Cows diagnosed with subclinical ketosis
Figure 2. Cows diagnosed with subclinical ketosis after calving consumed less feed in the week before and two weeks after calving. These cows also visited the feeder less often and spent less time feeding during this period.

The results from this study are similar to those from the earlier work on metritis described above. Cows diagnosed with subclinical ketosis consumed 21% less feed, visited the feeder less often and spent less time at the feeder during the weeks before and after calving compared to the healthy cows (Figure 2). Cows diagnosed with subclinical ketosis also were involved in fewer social interactions at the feeder than healthy cows. We believe that this decrease in social interactions is explained by a reduction in subclinical ketotic cows’ motivation to feed.

Despite these differences in feeding and social behaviour, milk yield was the same for healthy cows and those diagnosed with subclinical ketosis (42.4 kg milk/day). Subclinical ketosis is believed to result from the cow’s inability to meet her energy requirements after calving. Cows with subclinical ketosis consumed less feed than healthy cows but produced the same amount of milk, so these cows likely experienced a more acute negative energy balance drawing on body reserves to produce milk.
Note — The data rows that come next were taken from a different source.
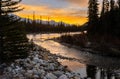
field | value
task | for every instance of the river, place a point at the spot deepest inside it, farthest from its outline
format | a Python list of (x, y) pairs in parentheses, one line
[(84, 57)]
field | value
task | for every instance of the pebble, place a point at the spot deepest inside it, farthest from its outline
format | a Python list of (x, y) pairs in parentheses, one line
[(36, 67)]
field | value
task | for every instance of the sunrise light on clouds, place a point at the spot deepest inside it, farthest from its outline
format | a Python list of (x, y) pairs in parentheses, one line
[(68, 11)]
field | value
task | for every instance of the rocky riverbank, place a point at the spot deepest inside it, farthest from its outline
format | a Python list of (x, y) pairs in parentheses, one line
[(40, 64)]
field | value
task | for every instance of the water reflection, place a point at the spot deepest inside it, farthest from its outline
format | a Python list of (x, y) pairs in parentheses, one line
[(85, 57)]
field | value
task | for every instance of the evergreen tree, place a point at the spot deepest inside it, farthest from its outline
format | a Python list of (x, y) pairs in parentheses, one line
[(112, 4), (13, 40), (118, 2), (92, 15), (105, 7)]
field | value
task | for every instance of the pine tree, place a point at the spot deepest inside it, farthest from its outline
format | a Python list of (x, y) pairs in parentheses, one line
[(105, 7), (118, 2), (13, 40), (92, 15), (112, 4)]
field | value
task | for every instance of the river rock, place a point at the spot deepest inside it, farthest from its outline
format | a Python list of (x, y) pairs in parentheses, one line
[(63, 77), (58, 73), (51, 76)]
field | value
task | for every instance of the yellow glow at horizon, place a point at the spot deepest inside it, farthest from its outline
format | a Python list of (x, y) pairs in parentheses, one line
[(66, 19)]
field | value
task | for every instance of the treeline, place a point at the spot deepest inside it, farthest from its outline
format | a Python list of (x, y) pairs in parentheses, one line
[(106, 22), (39, 27), (13, 41)]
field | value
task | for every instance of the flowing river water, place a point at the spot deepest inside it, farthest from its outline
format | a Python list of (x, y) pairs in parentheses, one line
[(84, 57)]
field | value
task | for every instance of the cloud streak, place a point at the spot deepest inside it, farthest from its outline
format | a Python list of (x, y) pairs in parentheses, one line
[(69, 11)]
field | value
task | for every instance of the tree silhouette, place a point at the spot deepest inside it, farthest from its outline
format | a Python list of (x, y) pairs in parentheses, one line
[(105, 7), (112, 4), (13, 41), (92, 15)]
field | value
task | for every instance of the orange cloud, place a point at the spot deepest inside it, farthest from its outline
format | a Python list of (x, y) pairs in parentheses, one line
[(68, 15)]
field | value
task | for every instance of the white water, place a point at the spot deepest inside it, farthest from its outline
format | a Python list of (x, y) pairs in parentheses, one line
[(85, 57)]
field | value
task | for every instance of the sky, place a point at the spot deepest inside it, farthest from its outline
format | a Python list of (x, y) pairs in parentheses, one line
[(68, 11)]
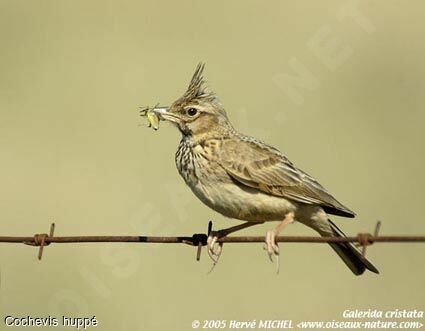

These results indicate that the risk of transition cow diseases, such as metritis and subclinical ketosis, may be reduced by eliminating competition at the feed bunk. The practical implications are that overstocking at the feed bunk should be avoided, especially for transition cows; feed intake in these animals is already low and good management can help avoid further declines that result from high levels of competition. Producers may also wish to consider feed bunk designs such as headlocks or feed stalls that help control competition and displacements between cows more than open access feed bunks. Our results also show that on-farm automation can be used to improve early disease detection prior to the appearance of clinical signs of illness, and identify the cows that would most benefit from the management interventions described above.